Nosotras Propomenos “is part of a larger movement”, says the member Nora Fisch, who owns an eponymous gallery in Buenos Aires. A strong surge of feminism has grown in Argentina since the birth of the collective Ni Una Menos (Not One Less), which formed in 2015 in response to brutal femicides in the country—where a woman is killed due to gender-related violence every 30 hours—and also advocates for the legalisation of abortion.
Around 30 art institutions throughout Argentina will host more than 60 actions this month, including exhibitions, interventions in museum displays and performances. “Mostly I would say we were met with a lot of enthusiasm” when approaching institutions, Fisch says. (Only “two or three” in the country’s conservative northwest declined to participate, she says.)
Among the first institution to come on board was the National Museum of Fine Arts (MNBA), in Buenos Aires, which will brightly illuminate works by women in its permanent collection display, while dimming the lights on the works by men. “It’s a very powerful metaphor,” Fisch says. “I think that the atmosphere in the museum is going to be very strange… because there are very few artworks by women. It’s going to be in the semi-darkness.” MNBA is also mounting a permanent collection show of 33 works, all by women artists including Elba Bairon, Liliana Porter and Graciela Sacco, whose death in November was a catalyst for the movement.
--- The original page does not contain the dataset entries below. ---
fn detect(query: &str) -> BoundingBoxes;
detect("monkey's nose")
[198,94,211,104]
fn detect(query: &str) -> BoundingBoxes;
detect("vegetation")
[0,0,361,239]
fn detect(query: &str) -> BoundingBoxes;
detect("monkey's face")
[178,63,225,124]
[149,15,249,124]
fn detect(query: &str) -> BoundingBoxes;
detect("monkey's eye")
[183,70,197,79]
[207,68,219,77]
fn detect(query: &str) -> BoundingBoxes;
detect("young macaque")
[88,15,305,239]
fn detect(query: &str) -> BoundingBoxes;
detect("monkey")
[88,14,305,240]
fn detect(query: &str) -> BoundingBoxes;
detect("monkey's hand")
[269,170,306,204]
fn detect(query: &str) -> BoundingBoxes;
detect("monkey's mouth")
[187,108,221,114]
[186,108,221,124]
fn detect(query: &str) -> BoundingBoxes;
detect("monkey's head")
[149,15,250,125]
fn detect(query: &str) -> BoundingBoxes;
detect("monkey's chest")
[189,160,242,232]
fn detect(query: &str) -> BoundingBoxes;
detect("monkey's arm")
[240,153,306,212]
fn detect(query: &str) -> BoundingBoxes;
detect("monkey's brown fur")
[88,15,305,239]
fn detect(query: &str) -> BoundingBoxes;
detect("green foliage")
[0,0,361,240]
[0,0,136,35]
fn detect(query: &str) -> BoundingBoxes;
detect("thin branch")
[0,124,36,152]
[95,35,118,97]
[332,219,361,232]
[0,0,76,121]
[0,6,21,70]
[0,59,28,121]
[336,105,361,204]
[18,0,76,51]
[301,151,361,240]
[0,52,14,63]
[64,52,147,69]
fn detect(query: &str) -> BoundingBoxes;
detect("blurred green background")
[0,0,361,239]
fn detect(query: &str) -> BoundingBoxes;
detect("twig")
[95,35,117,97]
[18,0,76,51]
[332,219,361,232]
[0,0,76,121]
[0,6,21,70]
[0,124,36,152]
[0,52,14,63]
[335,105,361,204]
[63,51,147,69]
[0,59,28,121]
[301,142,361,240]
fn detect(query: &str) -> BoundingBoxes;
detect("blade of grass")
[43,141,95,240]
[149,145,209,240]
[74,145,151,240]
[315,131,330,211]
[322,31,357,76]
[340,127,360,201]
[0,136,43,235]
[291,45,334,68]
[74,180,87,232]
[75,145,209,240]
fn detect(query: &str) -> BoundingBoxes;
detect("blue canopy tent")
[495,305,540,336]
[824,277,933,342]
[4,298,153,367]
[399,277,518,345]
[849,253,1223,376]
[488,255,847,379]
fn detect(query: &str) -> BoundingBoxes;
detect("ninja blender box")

The Museum of Latin American Art of Buenos Aires (Museo de Arte Latinoamericano de Buenos Aires, MALBA)—where the curator Agustín Pérez Rubio has “made a point of including women’s work in [the] programming”, Fisch says, including shows of Yoko Ono, Diane Arbus and Alicia Penalba—will paste the names of around 900 female Argentine artists, both historic and contemporary, on letter-sized sheets of paper to its façade on 8 March. On 9 March, a group of around 30 artists from the movement, plans to perform a feminist poem by an Argentinean writer, Susana Thenon, which will be filmed. MALBA was chosen as the location because the museum “has been actively working for change in the percentage of representation and for creating new knowledge” such as “opening up the work of unknown artists”, Giunta says.
Other participating institutions include the National Museum of Neuquen in Patagonia and the Juan B. Castagnino Municipal Museum of Fine Arts in Rosario. “I think what we are asking the institutions is a commitment to changing the programming to take into account more gender equality,” Fisch says.
More than quotas, Fisch feels that change needs to come from “something much more internalised”. “When you realise that maybe that maybe there are unconscious mechanisms that lead people to give priority or more legitimacy or more value to the work of men, because it has been like that for hundreds of years… when people start becoming aware of that, then I think people naturally change their choices—that’s my personal opinion”, she says.
“March the 8th is just the beginning—it’s the departing point,” Giunta says. “It’s not a day for making a spectacle and nothing changes. It’s the beginning for something that we are really committed to change.”